Kahalewai was well known for her sultry voice, her three octave range, and her stately manner. She performed on dozens of commercial records and recorded with Decca Records and Capitol Records Her biography at the Hawaiian Music Hall of Fame describes her as "the most widely-recognized and revered female singing voice in Hawai‘i during her memorable professional career.

She began her professional career in a small club outside Honolulu. Kahalewai performed with musical group the Rainbow Serenaders in the 1950s in small clubs on Oahu. They won a talent contest to perform at the Royal Hawaiian Hotel for a two-week engagement, which became a three-month gig due to their popularity. Later, a producer filming in Hawai‘i recorded her voice on a film soundtrack; after hearing her on the film soundtrack, producer Webley Edwards exclaimed, "Find that voice!" Performer Al Kealoha Perry convinced Kahalewai to stop performing at a small resort on Kauaʻi in order to perform on Edwards's weekly radio program Hawaii Calls. She became one of the featured singers on Hawaii Calls.

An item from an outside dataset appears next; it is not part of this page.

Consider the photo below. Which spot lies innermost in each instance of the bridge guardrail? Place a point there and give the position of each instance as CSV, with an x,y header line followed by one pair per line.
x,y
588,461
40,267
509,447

Kahalewai was the star of the Royal Hawaiian Hotel's Polynesian Revue. She hired many well-regarded Hawaiian performers to perform with her at the Royal Hawaiian's Monarch Room, including singers Danny Kaleikini, Nina Keali'iwahamana, and Boyce Rodrigues, and hula dancers Beverly Noa and Lani Custino. She performed with Donn Beach in his Sunday luau shows at Don the Beachcomber. Alfred Apaka requested Kahalewai as the featured female vocalist with him in Waikiki. She toured the world with a full show of dancers, musicians, and singers. She also reportedly broke box office records when she performed at the Fairmont Royal York in Toronto.

==Later life and legacy==

After leaving Hawai‘i for the San Francisco area, Kahalewai considered herself semi-retired, but performed for special occasions. She went back to school and prepared for a new career in computers, but before she could do so, she died at her home in San Carlos, California, on March 2, 1982.

Kahalewai was acknowledged by Hawaiian entertainers as "Hawai‘i's First Lady of Song". She was inducted into the Hawaiian Music Hall of Fame in 1996, its second year of existence.